Joseph Moore sees upside to $103 a share
Joseph Moore resumed coverage on AMD this morning with an “outperform” rating and a $103 price target that translates to a near 25% upside from here.
The Morgan Stanley analyst attributes his constructive view to the chipmaker’s data centre business. He also likes Advanced Micro Devices for its limited exposure to consumer markets.
“Overall, we are optimistic that the company’s prospects in the data centre will provide enough growth to drive further positive estimate revisions over the next several quarters. Stock is now at a reasonable valuation and we see the risks as largely priced in.”
Moore is also convinced that AMD will expand on its market share in PCs and cloud servers moving forward. The stock is down roughly 40% versus the start of the year 2022.
Why else does he like Advanced Micro Devices?
Other reasons that Morgan Stanley is bullish on the semiconductor company is its $49 billion acquisition of Xilinx that he believes will significantly boost profit and drive future growth.

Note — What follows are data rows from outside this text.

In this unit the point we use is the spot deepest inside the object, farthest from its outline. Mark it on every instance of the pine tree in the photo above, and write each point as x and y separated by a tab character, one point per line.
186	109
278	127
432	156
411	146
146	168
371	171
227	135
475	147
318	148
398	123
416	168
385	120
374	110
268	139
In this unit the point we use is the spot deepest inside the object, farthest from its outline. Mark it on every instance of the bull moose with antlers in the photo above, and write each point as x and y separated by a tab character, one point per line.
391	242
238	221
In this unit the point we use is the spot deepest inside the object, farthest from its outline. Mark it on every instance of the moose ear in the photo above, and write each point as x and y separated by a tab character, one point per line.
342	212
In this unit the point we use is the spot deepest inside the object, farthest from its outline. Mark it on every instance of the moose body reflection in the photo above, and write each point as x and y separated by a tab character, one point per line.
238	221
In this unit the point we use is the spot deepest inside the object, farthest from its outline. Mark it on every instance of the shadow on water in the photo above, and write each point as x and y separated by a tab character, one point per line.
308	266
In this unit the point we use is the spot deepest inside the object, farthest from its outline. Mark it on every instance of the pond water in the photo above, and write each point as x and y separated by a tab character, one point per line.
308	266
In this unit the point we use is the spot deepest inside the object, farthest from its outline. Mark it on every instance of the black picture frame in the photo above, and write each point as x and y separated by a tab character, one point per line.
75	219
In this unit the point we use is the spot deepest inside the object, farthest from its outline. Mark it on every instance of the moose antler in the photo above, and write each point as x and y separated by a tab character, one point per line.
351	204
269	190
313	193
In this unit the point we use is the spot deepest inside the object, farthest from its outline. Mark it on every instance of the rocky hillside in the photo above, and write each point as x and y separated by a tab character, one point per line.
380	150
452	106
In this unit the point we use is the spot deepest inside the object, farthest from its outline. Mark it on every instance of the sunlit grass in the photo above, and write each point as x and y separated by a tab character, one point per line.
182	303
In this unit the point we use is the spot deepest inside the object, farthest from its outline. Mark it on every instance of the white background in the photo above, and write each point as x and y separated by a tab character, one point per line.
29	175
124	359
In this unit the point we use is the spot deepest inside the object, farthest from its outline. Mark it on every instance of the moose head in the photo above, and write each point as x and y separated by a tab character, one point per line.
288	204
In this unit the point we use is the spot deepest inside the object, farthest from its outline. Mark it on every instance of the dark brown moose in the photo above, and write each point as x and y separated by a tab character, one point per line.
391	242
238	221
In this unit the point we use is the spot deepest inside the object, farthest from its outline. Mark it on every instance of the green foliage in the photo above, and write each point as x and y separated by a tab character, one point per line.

Last month, AMD reported market-beating results for its fiscal Q1 and raised its outlook for the full financial year.
According to Joseph Moore, the Nasdaq-listed company will see a 35% increase in its revenue from “notebooks” this year. The segment revenue, he added, will remain flat in 2023.
Shannon Saccocia agrees with the bullish outlook
On CNBC’s “Halftime Report”, Shannon Saccocia – the Chief Investment Officer at SVB Private – also agreed to the bullish call and said the AMD stock is currently trading at attractive valuation.
"We are looking at both valuation and the opportunity to gain market share. In PCs, they have a manufacturing advantage over Intel that’s at least one year if not three years behind them in terms of manufacturing and the new chip cycle. And they’re able to infiltrate servers as well as the PC space.”
In gaming, she added, Advanced Micro Devices is second only to the market leader Nvidia Corporation. Therefore, the stock, to Saccocia, is compelling even with the “oversupply concerns” for the next year.
She owns AMD shares since mid-May. Wall Street, at present, also rates the stock at “overweight”. The $136 billion company currently trades at a price to earnings multiple of 31.26.